Animal Experiments: Licensing

(asked on 4th March 2026) - View Source

Question to the Home Office:

To ask the Secretary of State for the Home Department, with reference to project 1 entitled Defining the role of G protein coupled receptors in the brain and the therapeutic potential of targeting these receptors in neurological disease and addiction, in her Department's document entitled Non-technical summaries for project licences granted October – December 2025 that require a retrospective assessment, published in February 2026, what assessment she has made of the scientific relevance to humans of injecting opioids into the veins of mice and then dipping the tail of some mice into hot water .


Answered by
Sarah Jones Portrait
Sarah Jones
Minister of State (Home Office)
This question was answered on 25th March 2026

This project, among other research, sits within the Government’s broader strategy to support research that advances the understanding of major public health challenges – including addiction and neurodegenerative disease.

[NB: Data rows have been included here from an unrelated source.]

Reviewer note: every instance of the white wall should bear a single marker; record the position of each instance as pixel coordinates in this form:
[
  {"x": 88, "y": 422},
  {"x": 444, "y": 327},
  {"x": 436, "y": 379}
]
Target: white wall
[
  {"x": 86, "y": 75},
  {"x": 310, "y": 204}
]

The non-technical summary for this research project is available at: https://www.gov.uk/government/publications/non-technical-summaries-granted-in-2025.

The use of mice and the procedures in question were assessed as appropriate and scientifically justified because they allow researchers to study learning, memory, reward-related behaviour and withdrawal symptoms in a way that cannot be replicated using non-animal methods alone.

All project licence applications under the Animals (Scientific Procedures) Act 1986 (ASPA) are assessed by medically or veterinary qualified inspectors within the Animals in Science Regulation Unit (ASRU). Under ASPA, no project can be granted without a harm-benefit analysis, where an ASRU inspector makes a rigorous assessment of the scientific rationale, and must assess that the harms of the proposed project are justified by the likely benefits.

The project must also demonstrate full application of the legal requirements of replacement, reduction and refinement (the 3Rs). This means that animal use cannot be approved if a practicable non-animal alternative method exists, the number of any animals used must be minimised, and the most refined methods must be used for animal testing to minimise harms.